• databases@iab-rubric.org
  • IIT Jodhpur

Audio Negation Benchmark

Image

Abstract. Text-to-audio models are expected to interpret prompts with precision and generate audio outputs accordingly. Large-scale training has improved their ability to follow textual instructions. However, the role of negation in such models remains underexplored. This study investigates whether audio generation systems can reliably distinguish between affirmative and negated prompts, for example, “A person is whistling” versus “A person is not whistling.” To enable systematic evaluation, we introduce a benchmark dataset containing one million negated prompts, covering diverse linguistic and acoustic contexts. We further propose strategies in both text and audio domains to analyze how negation is represented and processed. Experimental results demonstrate that current audio generation models not only struggle with negation but fail completely, often collapsing affirmative and negative prompts into similar outputs. These findings reveal a critical limitation in generative models and highlight the need for specialized benchmarks and training objectives to advance negation comprehension in multimodal generative systems.
1,000,000 negated prompts 4 negation types 3 negation scopes 3 T2A models tested 0.96 negation diversity index 99.6% human-validated prompts

The Negation Benchmark

The negative prompt dataset is generated using the AudioCaps dataset, which is a large-scale dataset of nearly 90K audio clips paired with human-written captions that we refer to as the original audio and original prompt. We use these original prompts to generate negative prompts. Since there are many possible ways to introduce negation, for example, the caption Fire truck sirens can be expressed as Fire truck sirens are absent or The area is quiet without any truck sirens. To produce a rich one-to-many mapping, we create a text negation module that takes the original caption as input and outputs negative captions in different writing styles. By doing so, we obtain 1 million negative prompts, which we then provide to a text-to-audio generation model to understand how well it processes negation.

Examples

In the examples below you can listen to:

  • Original Audio — the ground-truth recording from AudioCaps.
  • Positive Audio — generated by a T2A model from the original caption.
  • Negative Audio — generated from negated prompts in our dataset, covering Lexical Syntactic Semantic and Mixed negations.

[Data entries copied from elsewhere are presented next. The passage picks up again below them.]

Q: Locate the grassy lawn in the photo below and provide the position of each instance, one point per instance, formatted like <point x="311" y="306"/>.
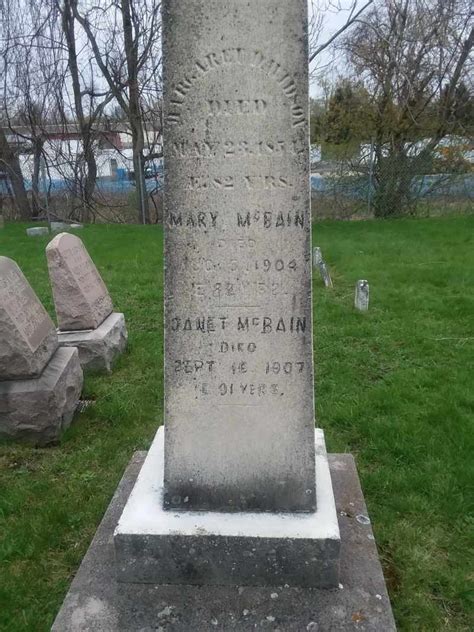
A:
<point x="394" y="386"/>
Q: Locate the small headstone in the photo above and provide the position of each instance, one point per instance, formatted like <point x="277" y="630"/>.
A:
<point x="319" y="264"/>
<point x="37" y="231"/>
<point x="27" y="333"/>
<point x="325" y="275"/>
<point x="317" y="256"/>
<point x="81" y="298"/>
<point x="361" y="299"/>
<point x="40" y="384"/>
<point x="83" y="306"/>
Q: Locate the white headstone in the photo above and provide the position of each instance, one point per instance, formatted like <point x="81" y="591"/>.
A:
<point x="27" y="334"/>
<point x="81" y="298"/>
<point x="239" y="415"/>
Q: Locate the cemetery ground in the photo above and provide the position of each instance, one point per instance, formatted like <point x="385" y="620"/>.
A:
<point x="394" y="386"/>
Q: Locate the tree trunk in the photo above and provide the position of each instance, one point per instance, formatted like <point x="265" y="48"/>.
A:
<point x="393" y="177"/>
<point x="10" y="163"/>
<point x="134" y="112"/>
<point x="88" y="188"/>
<point x="35" y="200"/>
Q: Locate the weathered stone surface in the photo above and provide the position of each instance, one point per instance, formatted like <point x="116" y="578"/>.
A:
<point x="37" y="410"/>
<point x="153" y="545"/>
<point x="37" y="231"/>
<point x="99" y="348"/>
<point x="96" y="602"/>
<point x="81" y="298"/>
<point x="238" y="353"/>
<point x="27" y="334"/>
<point x="361" y="298"/>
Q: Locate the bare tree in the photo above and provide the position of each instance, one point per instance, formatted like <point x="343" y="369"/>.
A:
<point x="322" y="48"/>
<point x="412" y="55"/>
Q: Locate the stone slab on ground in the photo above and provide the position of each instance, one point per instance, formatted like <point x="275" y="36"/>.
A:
<point x="98" y="348"/>
<point x="154" y="545"/>
<point x="96" y="602"/>
<point x="81" y="298"/>
<point x="27" y="334"/>
<point x="38" y="410"/>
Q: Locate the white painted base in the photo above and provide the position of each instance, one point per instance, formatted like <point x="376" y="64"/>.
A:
<point x="157" y="546"/>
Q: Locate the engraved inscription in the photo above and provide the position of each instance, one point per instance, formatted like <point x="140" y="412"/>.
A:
<point x="252" y="59"/>
<point x="229" y="107"/>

Each cell shows a spectrogram (top) and an audio player (bottom). Notice how the negative outputs often look and sound nearly identical to the positive ones — the signature of affirmation bias in current T2A models.

Example 1: “Fire truck sirens”

Original Audio Positive Audio Lexical Negation Semantic Negation Syntactic Negation Mixed Negation
Spectrogram siren Original Audio siren Positive Audio siren Lexical Negation siren Semantic Negation siren Syntactic Negation siren Mixed Negation
Audio siren_original.wav siren_positive.wav siren_neg_lex.wav siren_neg_sem.wav siren_neg_syn.wav siren_neg_mix.wav
Caption Fire truck sirens Fire truck sirens Fire truck sirens are absent The area is quiet without the fire truck sirens. There are no fire truck sirens. No fire truck sirens are heard.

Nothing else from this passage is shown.